2) The impact of the breach on the Charter-protected interests of the accused
[32] The second line of inquiry demands a consideration of the seriousness of the breach from the perspective of the accused. The impact of a breach may range from fleeting and technical to profoundly intrusive. The Crown properly conceded in the court below and before me that this line of inquiry points towards exclusion. I adopt the comments by Green J. in, a similar case, R. v. Ramnath 2018 ONCJ 853 at para. 54:
The scope of justifiable police conduct will be determined by what is reasonably necessary in the circumstances of these interactions bearing in mind the expectation that it is to be a minimal intrusion on a detainee's liberty interests before they have been arrested. State agents applying handcuffs to a detainee is an inherently coercive physical restraint and a significant interference with a person's liberty and human dignity. Mr. Ramnath was coherent, polite and cooperative. Leaving him in handcuffs throughout his interactions with the police was both unjustifiable and needlessly degrading. [emphasis in the original]
3) Society's interest in the adjudication of the case on the merits
[33] Excluding this evidence will lead to the appellant being acquitted. “It must be remembered that the exclusion of relevant and reliable evidence can undermine the truth-seeking function of the justice system, "thus bringing the administration of justice into disrepute": Grant, at para. 81” R. v. Herta, 2018 ONCA 927, at para. 72.
[34] This factor clearly weighs towards inclusion.
4) The balancing
[35] The s. 24(2) analysis requires a balancing of all these factors and all these circumstances, there are no automatic rules, there is no mathematic formula. As stated by the Court of Appeal in R. v. Thompson, 2020 ONCA 264 at paras. 106 and 107:
The final step under the s. 24(2) analysis involves balancing the factors under the three lines of inquiry to assess the impact of admission or exclusion of the evidence on the long-term repute of the administration of justice.
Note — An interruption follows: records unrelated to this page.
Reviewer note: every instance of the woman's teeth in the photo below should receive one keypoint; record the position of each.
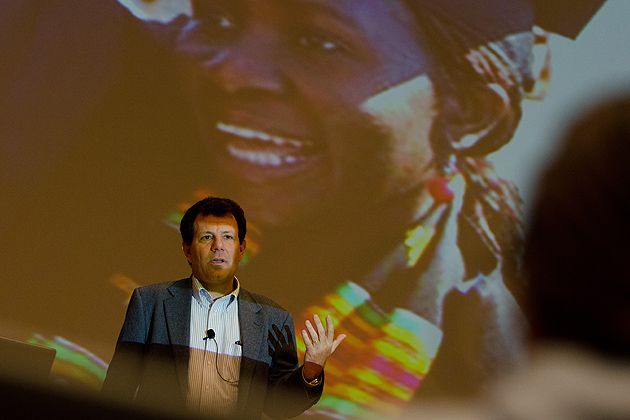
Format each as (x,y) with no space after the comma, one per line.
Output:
(258,156)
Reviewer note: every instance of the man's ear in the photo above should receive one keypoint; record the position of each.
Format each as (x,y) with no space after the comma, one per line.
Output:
(478,122)
(242,246)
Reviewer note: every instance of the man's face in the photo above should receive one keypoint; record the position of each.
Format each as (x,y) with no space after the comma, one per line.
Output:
(280,88)
(215,252)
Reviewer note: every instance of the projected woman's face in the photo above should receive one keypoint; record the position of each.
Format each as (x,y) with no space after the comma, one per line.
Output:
(310,101)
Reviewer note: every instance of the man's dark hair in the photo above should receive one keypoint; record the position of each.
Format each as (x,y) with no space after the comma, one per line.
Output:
(212,206)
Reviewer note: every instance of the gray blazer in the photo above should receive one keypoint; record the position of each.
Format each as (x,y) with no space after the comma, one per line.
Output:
(150,363)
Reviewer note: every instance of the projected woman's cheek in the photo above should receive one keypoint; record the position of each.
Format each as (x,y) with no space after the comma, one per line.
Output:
(305,113)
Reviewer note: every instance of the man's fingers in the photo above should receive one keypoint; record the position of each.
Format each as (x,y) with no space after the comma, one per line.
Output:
(320,327)
(314,337)
(337,341)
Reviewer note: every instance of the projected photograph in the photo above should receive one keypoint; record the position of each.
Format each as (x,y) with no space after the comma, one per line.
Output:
(375,147)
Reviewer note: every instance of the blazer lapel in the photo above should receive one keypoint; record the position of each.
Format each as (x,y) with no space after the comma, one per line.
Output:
(177,315)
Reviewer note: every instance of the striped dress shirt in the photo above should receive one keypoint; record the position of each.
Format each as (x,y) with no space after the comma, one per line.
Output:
(213,369)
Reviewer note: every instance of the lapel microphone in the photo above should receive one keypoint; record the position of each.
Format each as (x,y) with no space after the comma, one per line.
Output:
(210,336)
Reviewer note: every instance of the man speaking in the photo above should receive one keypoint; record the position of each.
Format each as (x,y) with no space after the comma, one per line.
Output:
(206,344)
Such balancing involves a qualitative exercise, one that is not capable of mathematical precision: Harrison, at para. 36.
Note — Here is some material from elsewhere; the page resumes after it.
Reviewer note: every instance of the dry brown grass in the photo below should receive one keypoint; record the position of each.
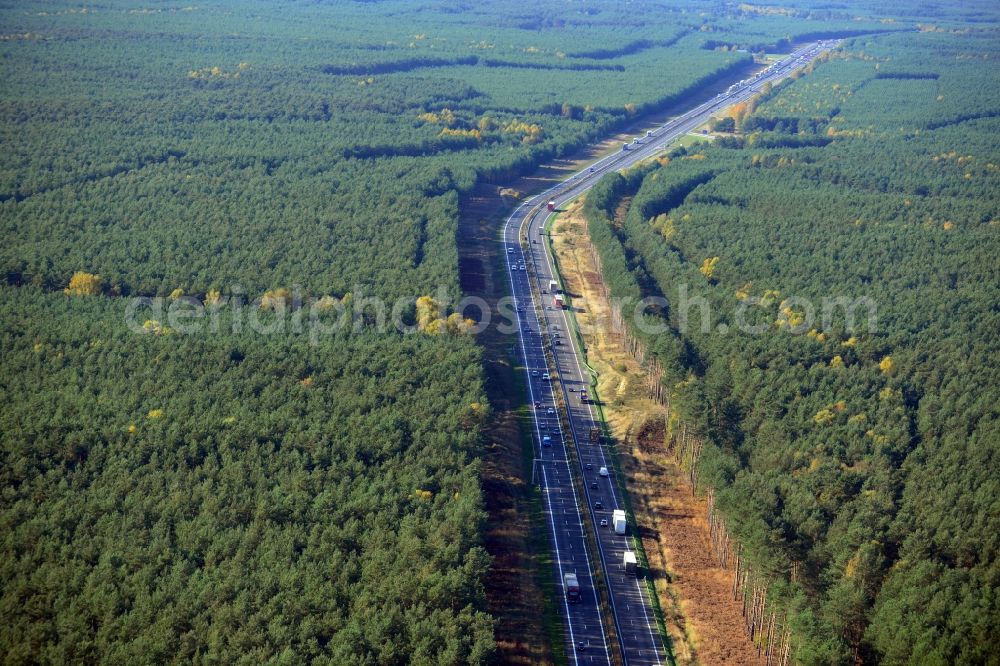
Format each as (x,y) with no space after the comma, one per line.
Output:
(704,622)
If, however, the first two inquiries together make a strong case for exclusion, the third inquiry "will seldom if ever tip the balance in favour of admissibility": Le, at para. 142; Paterson, at para. 56; and McSweeney, at para. 81.
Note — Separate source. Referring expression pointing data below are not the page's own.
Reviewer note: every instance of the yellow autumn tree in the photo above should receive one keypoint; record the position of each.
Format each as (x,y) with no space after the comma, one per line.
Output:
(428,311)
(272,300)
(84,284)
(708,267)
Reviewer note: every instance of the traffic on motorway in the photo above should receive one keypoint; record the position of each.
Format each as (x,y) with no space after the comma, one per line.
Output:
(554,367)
[36] The breath readings are reliable evidence. Excluding it will result in the appellant’s acquittal. There is a public interest in “combatting drinking and driving cases;” R v McColman, at para. 89. However, despite this, the combination of all the factors and all the lines of inquiry require that the evidence be excluded. The handcuffing of the appellant pre-arrest was completely unnecessary and degrading. The court cannot condone this conduct. The admission of the evidence in this case would bring the administration of justice into disrepute. The evidence is excluded.
Conclusion
[37] The appeal is allowed, the conviction is set aside and the appellant is acquitted.
Justice H. Leibovich
Released: June 1, 2022
OSHAWA COURT FILE NO.: CR-19-15223-00AP
DATE: 2022 06 01
ONTARIO
SUPERIOR COURT OF JUSTICE
HER MAJESTY THE QUEEN
Applicant (Respondent
on Appeal)
– and –
SHANE VINE
Defendant (Appellant)
REASONS FOR DECISION on summary conviction appeal
LEIBOVICH J.
Released: June 1, 2022
[^1]: The Crown also seeks to rely on R. v. Manchulenko as authority that the Court is allowed to consider Charter compliant behaviour. With respect, the “fresh start” prodigy of cases has no application to the facts in this case.